Measure the Technical State of your Team

January 10, 2021

4-Minute Read

Some thoughts on how you could evaluate the state of the systems your team owns.

One way to use this:

Put some of these criteria on the Y axis
Put the name of the components you own on the X.
Give everything a score from 1 to 0.
Either average the scores or sum them to figure out which components need the most love.

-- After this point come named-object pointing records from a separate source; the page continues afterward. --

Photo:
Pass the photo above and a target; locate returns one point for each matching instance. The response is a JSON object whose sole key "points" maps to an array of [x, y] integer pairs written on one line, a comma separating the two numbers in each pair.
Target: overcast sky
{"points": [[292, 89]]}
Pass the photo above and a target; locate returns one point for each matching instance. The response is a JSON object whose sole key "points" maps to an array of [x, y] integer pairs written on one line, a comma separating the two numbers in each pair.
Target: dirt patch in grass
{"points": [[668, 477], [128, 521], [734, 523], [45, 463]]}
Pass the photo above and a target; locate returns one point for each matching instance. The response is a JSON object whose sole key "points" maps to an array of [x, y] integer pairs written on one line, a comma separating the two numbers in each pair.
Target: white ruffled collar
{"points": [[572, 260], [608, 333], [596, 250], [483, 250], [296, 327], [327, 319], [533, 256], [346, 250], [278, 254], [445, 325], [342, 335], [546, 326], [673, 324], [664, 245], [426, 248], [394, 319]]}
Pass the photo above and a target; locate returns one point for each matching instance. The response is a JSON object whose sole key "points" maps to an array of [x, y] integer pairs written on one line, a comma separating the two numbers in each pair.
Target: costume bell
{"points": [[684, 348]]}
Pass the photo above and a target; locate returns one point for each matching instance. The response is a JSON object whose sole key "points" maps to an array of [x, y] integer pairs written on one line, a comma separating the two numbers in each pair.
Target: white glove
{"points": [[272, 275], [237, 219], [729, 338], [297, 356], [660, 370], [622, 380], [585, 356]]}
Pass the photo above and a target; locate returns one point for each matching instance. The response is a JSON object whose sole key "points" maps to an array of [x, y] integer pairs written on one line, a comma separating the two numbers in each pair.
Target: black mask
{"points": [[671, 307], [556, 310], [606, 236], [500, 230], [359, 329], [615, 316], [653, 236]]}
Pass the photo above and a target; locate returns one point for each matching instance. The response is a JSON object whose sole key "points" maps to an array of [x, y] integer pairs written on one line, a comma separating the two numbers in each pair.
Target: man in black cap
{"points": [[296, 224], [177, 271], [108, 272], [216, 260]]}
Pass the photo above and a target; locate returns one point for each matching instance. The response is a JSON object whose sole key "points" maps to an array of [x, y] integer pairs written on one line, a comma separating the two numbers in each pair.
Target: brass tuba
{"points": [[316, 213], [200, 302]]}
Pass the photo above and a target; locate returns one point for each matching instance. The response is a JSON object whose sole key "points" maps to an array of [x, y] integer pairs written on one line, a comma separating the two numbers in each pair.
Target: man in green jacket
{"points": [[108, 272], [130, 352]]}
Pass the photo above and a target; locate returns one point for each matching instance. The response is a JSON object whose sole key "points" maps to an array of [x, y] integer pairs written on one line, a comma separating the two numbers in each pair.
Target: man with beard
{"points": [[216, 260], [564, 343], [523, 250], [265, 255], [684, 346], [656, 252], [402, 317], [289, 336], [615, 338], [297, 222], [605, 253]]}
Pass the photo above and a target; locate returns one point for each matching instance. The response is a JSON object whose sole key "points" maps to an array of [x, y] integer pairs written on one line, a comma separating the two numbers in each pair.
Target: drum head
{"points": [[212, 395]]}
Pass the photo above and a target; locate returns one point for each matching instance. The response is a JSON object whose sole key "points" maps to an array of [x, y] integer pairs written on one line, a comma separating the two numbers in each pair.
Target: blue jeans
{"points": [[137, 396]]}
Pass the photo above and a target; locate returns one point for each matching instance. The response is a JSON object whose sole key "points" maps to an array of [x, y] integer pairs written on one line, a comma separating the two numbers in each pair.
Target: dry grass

If all of these are the same for everything you own, it might make sense to skip that section. For example, if you own 10 services, but they all use a common build pipeline that you don’t maintain, it might make sense to skip that criteria.

Builds:

Consistent Build from Dev -> Prod

The same image/code used in each step, not built at each step

Blocking tests at each phase

Unit is a good start, acceptance is better

Canary and/or staged releases to production

Having an “alpha” or “canary” production environment can save you a good deal of heartache

Easy, well understood deployment process

Can you deploy and roll back in 1 step?
Is it fast? Both the overall process and each individual step?

Code Ownership & Quality

What is the level of comfort your team has with the code?

Has your team built the codebase?
Have they maintained it in any meaningful way?
Do they own it without knowing it?

Well Factored Code

If an ax weilding maniac who knew where you lived was the next person to maintain the code you’re working on, would you be worried?

Health Quality Score

Does your company have a way to measure code health?
If not, could you use something off the shelf?
How many bugs per component exist? Is that number increasing or decreasing?

Fully Owned Code

Are you in a codebase where you share dependencies or entire sections of your code?

Well Documented Code

Not commenting per se, but diagrams/drawings/something to help folks understand and dive in

Degrading Gracefully

Circuit Breakers
Rate Limiting
Retry-After on 429/503’s
Can the services you rely on fail and would still return a useful response?

On-Call / Triage

Everyone on the team is on-call

Do you have a process for handling bugs / requests / questions?

Is there someone who reliably triages questions and concerns?
Is it one person, or a rotation of people?

“Good” Runbooks

Can you actually fix problems from them?
Do they cover most of the common errors your systems experience?

“Good” Alerting

Do the alerts identity the issue and point towards resolution, or the tools to resolve?
When your alerts fire, does that cause an action, or do they frequently get ignored/silenced?

Non-Noisy Alerts

Are your on-calls dreading their shifts because of pages day & night?

Do you have a formal incident policy?

When do you work into the night vs work 9-5 until its over?
Do you have a formal incident review process once the incident is over?
Do you have a process to make sure incident remediation gets completed?

Low Incident Rate

Service License Agreement (SLO) for Services

What is the expected response time? What’s your TP50? TP95? TP99?
200 rate? is 4 nines enough?
Do you alert when you service doesn’t perform as expected?

Code is easy to debug

Easy to plug in debugger?
Error messages that make sense?
Can you trace calls from start to finish through your systems?
Can you time calls from start to finish through your system?

Testing / Tooling

Load Testing Tooling in Place

Can you determine the maximum # of callers while maintaining your SLO’s?

Acceptance Tests

Can you test end to end your services?

Integration Tests

Do you have tests that bridge layers of your codebase?

High Test Coverage

What percentage of your code has unit tests?

Non-Noisy Tests

Do you have tests that inconsistently fail? You should fix or delete them

Metrics/Monitoring

Non-Noisy Logging

Useful Metrics

Do you track the big metrics?
- Response/Run time
- 200’s or successful operations
- 500’s or failed operations

“Good” Dashboards

Can you not only track performance, but the rate at which events happen/don’t happen that are relevant?

Useful Logging

Do you use all the information you’re logging?

Roadmaps

Is there a technical roadmap for each component?

Is there a product roadmap for each component?

Matt Blair